Quinta Botânica, Algarve, Portugal

Arquitetura: Shigeru Ban Architects
Equipa: Shigeru Ban, Grant Suzuki, Tatsunobu Ito
Estrutura: Tezuka Structural Research and Laboratory
Mecânica: Bereket Mitiku Gebre
Empreitada Geral: Bereket Mitiku Gebre
Empreiteiro: MEP International Art Consultants Ltd
Área: 40.000m2 (lote); 92,30m2 (implantação)
Material da estrutura principal: Tubos de cartão
Data: 2004-2008
Texto: Shigeru Ban Architects
Fotografia: Didier Boy de la Tour

Propriedade de um colecionador de arte e de botânica, a Quinta Botânica está situada num penhasco sobre o mar, no Algarve, a região mais a sul de Portugal. A estrutura funciona como uma instalação artística e de residência temporária para os artistas e botânicos de visita no local. A Quinta Botânica é estruturalmente idêntica à Casa de Papel (Paper House, 1995), a primeira estrutura de papel permanente a que foi concedida aprovação, nos termos do artigo 38 da Lei de Normas de Construção Japonesa.

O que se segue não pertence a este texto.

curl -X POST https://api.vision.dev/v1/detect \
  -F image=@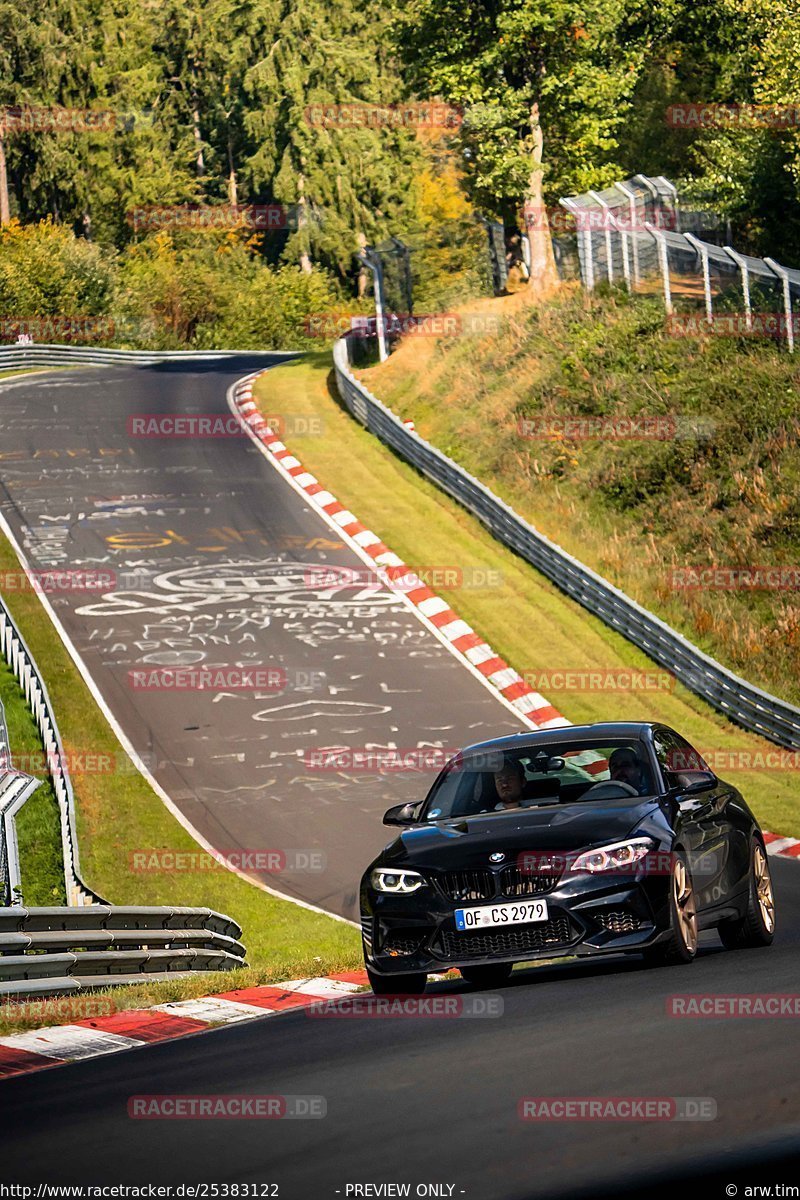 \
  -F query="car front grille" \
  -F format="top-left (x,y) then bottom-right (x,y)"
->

Juntas de madeira e tubos de cartão, fixos com parafusos de porca, incluem a fundação, criando um sistema capaz de suportar cargas verticais e força lateral. Para evitar o corte de árvores existentes, a planta do projeto desenvolve-se em forma de S, de maneira a passar entre elas.

MVRDV

Pontes Pedonais, Leiria, Portugal

Arquitetura: MVRDV - Winy Maas, Jacob van Rijs, Nathalie de Vries com Stefan de Koning e Guillermo Reynes
Escritório associado: Afassociados, Goia, Portugal
Estrutura: Afassociados, Goia, Portugal
Data: 2003-2005
Texto: MVRDV
Fotografia: MVRDV

Este projeto consistiu em desenhar seis novas pontes pedestres, em Leira, Portugal: uma ponte parque infantil, uma ponte t(h)ree (árvore/tridente), uma ponte bar, uma ponte varanda, uma ponte piquenique e uma ponte sofá. Cada uma oferece um tipo diferente de utilização pública para os pedestres que as atravessam e para a área como um todo.